As part of the Organisation for Economic Development's (OECD) commitment to reduce the scope for tax practices considered unbeneficial to the economic climate in the EU, on 14 October 2012 the Luxembourg Minister of Finance submitted two important bills to parliament containing a number of provisions designed to address the situation of corporate taxpayers in the Grand Duchy.
One of the two draft laws – the Budget Bill for 2016 – looks to transform Luxembourg's current intellectual property regime so that it complies with the aims the OECD outlined in its Base Erosion and Profit Shifting (BEPS) action plan. However, Luxembourg is not the only country that is responding to the changing environment; several other EU states are also having to adapt their intellectual property regimes in order to align with the new "modified nexus approach" in which there must be correlation between income eligible for tax benefits and the types of assets responsible for that income.

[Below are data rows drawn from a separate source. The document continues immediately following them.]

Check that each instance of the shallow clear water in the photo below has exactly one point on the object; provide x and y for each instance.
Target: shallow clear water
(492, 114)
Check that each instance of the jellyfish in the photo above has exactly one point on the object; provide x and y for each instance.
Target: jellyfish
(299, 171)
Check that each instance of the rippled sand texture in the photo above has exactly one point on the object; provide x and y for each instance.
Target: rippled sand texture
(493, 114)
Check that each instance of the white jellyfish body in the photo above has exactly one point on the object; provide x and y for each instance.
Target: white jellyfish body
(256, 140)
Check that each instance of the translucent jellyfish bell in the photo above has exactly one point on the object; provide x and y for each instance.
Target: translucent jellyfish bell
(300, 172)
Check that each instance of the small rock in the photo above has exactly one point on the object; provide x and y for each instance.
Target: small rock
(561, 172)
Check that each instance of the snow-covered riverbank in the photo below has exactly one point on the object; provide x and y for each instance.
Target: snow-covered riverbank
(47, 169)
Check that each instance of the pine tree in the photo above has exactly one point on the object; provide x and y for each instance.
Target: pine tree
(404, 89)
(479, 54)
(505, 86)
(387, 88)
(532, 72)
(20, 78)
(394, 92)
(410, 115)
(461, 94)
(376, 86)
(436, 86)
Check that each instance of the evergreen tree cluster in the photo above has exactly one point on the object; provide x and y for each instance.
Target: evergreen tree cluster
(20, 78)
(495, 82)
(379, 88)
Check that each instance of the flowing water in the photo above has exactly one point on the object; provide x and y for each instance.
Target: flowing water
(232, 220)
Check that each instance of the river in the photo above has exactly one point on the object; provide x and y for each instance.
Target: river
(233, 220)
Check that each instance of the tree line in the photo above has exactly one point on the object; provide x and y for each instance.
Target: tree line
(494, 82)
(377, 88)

The draft laws propose the abolition of the Luxembourg IP box corporate and business tax regimes by 1 July 2016 with the abolition of IP box regimes for net wealth tax coming in six months later (1 January 2017).
However, in keeping with its favourable reputation for being a hub for business and wealth creation, the abolition of of the Luxembourg IP box regime will not be felt by those currently benefitting from the arrangement until 30 June 2021. New entrants will also benefit too, providing they register by 1 July 2016 and meet a number of important criteria.
As the original announcement from the Luxembourg government was to modify the regime, we can anticipate that this abolition will, at some point, be followed by the introduction of a new BEPS compliant regime.